Update drtprod script for drt-large and workload-large

Currently there are a lot of manual steps to be done or parameters to be added to operate on drt-large and workload-large. This ticket is to ensure that the steps are added to the drtprod script so that it reduces manual interventions.

drt-large

start - The parameters should be part of the script: ./scripts/drtprod start drt-large --binary ./cockroach --args=--log="file-defaults: {dir: 'logs', max-group-size: 1GiB}" --store-count=16 --restart=false
as a part of the start, the following cronjob should be added: ./scripts/drtprod run drt-large -- "sudo systemctl unmask cron.service ; sudo systemctl enable cron.service ; echo \"crontab -l ; echo '@reboot sleep 100 && ~/cockroach.sh' | crontab -\" > t.sh ; sh t.sh ; rm t.sh"
load-balancer: load balancer ./scripts/drtprod load-balancer create drt-large

Alter range replicas for running workload (should be a separate command):

ALTER RANGE timeseries CONFIGURE ZONE USING num_replicas=5;
ALTER RANGE timeseries CONFIGURE ZONE USING num_voters=5;
ALTER RANGE default CONFIGURE ZONE USING num_replicas=5;
ALTER RANGE default CONFIGURE ZONE USING num_voters=5;

All the steps to enable drt-large should be a single command - like setup. This should include - create, start and load balancer, alter range replicas.

workload

tpcc workload init - should be taking the cluster workload cluster name as input and should automatically use drt-<large/chaos> based on the workload name. The IP should be extracted based on drtprod pgurl drt-<large/chaos>:1. All parameters like warehouses, regions should be constants.

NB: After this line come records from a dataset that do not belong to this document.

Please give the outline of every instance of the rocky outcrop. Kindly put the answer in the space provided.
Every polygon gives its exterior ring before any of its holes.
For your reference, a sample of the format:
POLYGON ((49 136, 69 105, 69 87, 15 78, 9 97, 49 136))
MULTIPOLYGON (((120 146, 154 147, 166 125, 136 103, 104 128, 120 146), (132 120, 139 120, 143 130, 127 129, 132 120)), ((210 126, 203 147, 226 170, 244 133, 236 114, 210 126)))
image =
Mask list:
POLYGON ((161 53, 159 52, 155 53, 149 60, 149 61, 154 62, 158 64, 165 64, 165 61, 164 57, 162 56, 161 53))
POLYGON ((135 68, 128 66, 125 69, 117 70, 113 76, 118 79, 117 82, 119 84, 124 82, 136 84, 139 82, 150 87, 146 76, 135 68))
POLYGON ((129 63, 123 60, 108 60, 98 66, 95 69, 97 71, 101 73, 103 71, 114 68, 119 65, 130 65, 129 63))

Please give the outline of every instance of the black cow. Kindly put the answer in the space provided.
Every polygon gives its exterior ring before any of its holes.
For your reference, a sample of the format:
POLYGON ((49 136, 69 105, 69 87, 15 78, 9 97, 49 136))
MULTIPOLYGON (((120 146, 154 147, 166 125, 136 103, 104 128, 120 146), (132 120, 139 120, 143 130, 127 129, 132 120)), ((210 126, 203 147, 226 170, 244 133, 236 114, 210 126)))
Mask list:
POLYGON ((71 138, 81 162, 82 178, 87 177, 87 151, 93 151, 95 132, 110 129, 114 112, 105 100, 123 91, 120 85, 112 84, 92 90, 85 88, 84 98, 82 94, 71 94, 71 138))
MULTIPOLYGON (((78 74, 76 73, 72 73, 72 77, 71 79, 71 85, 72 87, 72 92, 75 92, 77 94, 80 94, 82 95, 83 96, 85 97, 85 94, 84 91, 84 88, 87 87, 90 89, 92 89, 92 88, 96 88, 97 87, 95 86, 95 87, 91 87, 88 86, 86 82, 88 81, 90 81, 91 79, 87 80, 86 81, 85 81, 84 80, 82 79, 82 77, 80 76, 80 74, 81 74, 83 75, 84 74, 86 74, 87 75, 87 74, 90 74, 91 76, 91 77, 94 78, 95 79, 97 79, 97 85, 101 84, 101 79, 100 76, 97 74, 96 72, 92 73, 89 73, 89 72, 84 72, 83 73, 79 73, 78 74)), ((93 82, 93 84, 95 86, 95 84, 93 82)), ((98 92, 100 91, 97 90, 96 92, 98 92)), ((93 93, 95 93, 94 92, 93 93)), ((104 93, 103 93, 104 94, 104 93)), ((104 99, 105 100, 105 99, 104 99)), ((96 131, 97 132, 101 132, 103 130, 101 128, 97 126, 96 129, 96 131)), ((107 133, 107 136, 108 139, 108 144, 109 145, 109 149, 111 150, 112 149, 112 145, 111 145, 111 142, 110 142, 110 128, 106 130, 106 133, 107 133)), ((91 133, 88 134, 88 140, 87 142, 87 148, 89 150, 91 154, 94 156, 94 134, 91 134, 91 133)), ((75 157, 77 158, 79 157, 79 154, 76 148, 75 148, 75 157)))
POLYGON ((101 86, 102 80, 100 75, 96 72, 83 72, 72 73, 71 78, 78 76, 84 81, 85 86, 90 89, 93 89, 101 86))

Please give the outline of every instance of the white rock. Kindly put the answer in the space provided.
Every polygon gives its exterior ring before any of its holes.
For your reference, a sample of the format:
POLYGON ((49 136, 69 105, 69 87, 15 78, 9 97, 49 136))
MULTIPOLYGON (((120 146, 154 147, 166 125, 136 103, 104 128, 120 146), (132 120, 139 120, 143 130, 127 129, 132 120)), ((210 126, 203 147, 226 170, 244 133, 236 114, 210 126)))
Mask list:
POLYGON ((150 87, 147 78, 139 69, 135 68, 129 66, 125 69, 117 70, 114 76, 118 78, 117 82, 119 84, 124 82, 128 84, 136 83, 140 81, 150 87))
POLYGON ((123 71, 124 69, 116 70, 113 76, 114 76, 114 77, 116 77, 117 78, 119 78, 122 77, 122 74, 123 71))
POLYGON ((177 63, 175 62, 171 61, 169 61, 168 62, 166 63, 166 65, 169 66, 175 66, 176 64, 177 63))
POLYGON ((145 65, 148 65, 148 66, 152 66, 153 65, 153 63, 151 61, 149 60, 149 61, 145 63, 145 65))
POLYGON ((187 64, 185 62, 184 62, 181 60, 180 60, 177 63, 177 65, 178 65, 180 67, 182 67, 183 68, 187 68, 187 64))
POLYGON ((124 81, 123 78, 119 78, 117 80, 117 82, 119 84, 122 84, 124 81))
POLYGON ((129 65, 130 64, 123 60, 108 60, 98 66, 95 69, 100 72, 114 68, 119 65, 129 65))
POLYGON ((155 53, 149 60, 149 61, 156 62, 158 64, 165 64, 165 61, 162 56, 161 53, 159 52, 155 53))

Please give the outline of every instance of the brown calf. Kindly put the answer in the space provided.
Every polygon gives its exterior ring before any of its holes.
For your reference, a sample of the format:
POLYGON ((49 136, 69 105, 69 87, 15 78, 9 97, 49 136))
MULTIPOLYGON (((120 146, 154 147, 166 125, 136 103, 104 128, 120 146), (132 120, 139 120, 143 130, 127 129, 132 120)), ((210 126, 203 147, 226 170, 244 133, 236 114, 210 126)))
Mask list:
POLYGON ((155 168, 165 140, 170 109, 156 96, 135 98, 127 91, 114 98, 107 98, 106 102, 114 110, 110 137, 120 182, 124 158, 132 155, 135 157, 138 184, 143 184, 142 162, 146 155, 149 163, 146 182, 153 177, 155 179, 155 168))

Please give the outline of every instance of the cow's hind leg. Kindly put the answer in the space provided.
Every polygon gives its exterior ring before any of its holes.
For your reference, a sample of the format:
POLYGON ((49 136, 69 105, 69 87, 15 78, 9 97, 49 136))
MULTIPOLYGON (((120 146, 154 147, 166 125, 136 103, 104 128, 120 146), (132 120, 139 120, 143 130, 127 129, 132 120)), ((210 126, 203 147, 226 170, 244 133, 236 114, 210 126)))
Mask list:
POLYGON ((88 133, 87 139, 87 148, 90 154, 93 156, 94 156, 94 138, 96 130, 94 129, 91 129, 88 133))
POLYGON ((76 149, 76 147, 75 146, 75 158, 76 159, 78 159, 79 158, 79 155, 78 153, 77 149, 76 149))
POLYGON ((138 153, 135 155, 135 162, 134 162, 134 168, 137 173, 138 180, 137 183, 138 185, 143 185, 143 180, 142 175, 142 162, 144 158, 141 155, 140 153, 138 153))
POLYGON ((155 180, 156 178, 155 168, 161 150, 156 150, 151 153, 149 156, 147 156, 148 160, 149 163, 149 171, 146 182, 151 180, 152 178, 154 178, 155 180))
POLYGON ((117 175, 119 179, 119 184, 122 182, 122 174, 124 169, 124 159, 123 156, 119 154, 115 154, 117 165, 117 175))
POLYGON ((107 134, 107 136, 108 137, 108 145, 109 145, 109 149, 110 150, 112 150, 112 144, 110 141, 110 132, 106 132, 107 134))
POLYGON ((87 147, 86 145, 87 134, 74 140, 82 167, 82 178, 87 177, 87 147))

nohup ./workload init tpcc \
    --data-loader=IMPORT \
    --partitions=3 \
    --warehouses=150000 \
    --survival-goal region \
    --regions=northamerica-northeast2,us-east5,us-central1 \
    'postgres://roachprod:cockroachdb@10.188.0.60:26257?sslcert=certs%2Fclient.roachprod.crt&sslkey=certs%2Fclient.roachprod.key&sslmode=verify-full&sslrootcert=certs%2Fca.crt' &

Disable validation constraint: drtprod sql drt-large:1 -- -e "SET CLUSTER SETTING bulkio.import.constraint_validation.unsafe.enabled=false" JIRA ticket - https://cockroachlabs.atlassian.net/browse/CRDB-40145

Run tpcc workload: Fix the attached script on tpcc run workload (esp. creating the workload run scripts in each node):


for NODE in $(seq 1 $NUM_REGIONS)
do
NODE_OFFSET=$(($(($(($NODE - 1))*$NODES_PER_REGION))+1)) 
LAST_NODE_IN_REGION=$(($NODE_OFFSET+$NODES_PER_REGION-1))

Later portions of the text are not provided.